Now Is Not the Time to Diet

Here's a thought. Don't diet. Not now. January is dark. It's too cold to lug yourself round the park in your shorts and T-shirt. Only the blandest fruit and vegetables are in season and besides, you're scientifically hard-wired to fail.

For most of us, it's day seven of the diet. You know, the big, life-changing one where you vow to quit sugar/drop three dress sizes/excavate your abdominals. This year will be different, you tell yourself. It has to be. And yet by the time February 1st rolls around, you've succumbed to the Mini Eggs, the two-for-one Pinot Grigio and the packet of Percy Pigs that were winking at you in the self-service queue at M&S.

But here's a thought. Don't diet. Not now. January is dark. It's too cold to lug yourself round the park in your shorts and T-shirt. Only the blandest fruit and vegetables are in season and besides, you're scientifically hard-wired to fail.

In a recent study by the University of Adelaide, scientists, along with their phalanx of little mice, found out some interesting stuff.
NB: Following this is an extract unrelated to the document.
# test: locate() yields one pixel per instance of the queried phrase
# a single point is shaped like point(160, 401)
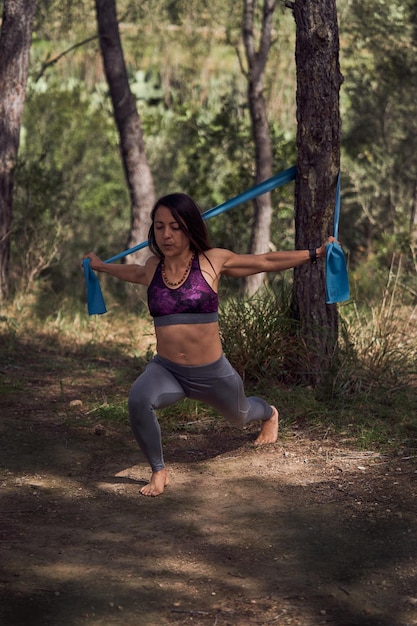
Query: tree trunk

Turns out that after a heavy period of binge eating (also known as Christmas) the nerves in your poor stomach become desensitised. Translation: you need to eat more to feel satisfied.
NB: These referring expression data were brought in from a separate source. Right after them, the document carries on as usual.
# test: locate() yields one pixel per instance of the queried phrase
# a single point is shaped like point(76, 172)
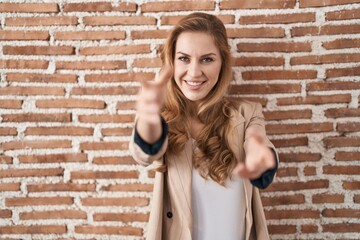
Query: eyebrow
point(205, 55)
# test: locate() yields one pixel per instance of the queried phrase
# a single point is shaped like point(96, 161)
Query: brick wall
point(69, 78)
That's why January can seem so hard. How are kale chips and flax crackers going to cut it when you've been used to third helpings of Heston's Christmas pudding for the past 10 days?

The answer then is to add things into your diet, not take them away. I call it 'transitional' eating. Sure, go for your life with green juices. But also make sure your dinner is a thick stew rather than a quinoa salad. Make small, barely noticeable swaps. I'm ditching agave (too high in fructose) for rice vinegar, and home-made jam on toast for mashed avocado and olive oil on rye bread. If I want a glass of wine I make it red and use a smaller glass. As for tea (and I was a five cups a day caffeine hoover) I have ditched it for Teapigs' lovely licorice tea, that tastes like a handful of bonbons.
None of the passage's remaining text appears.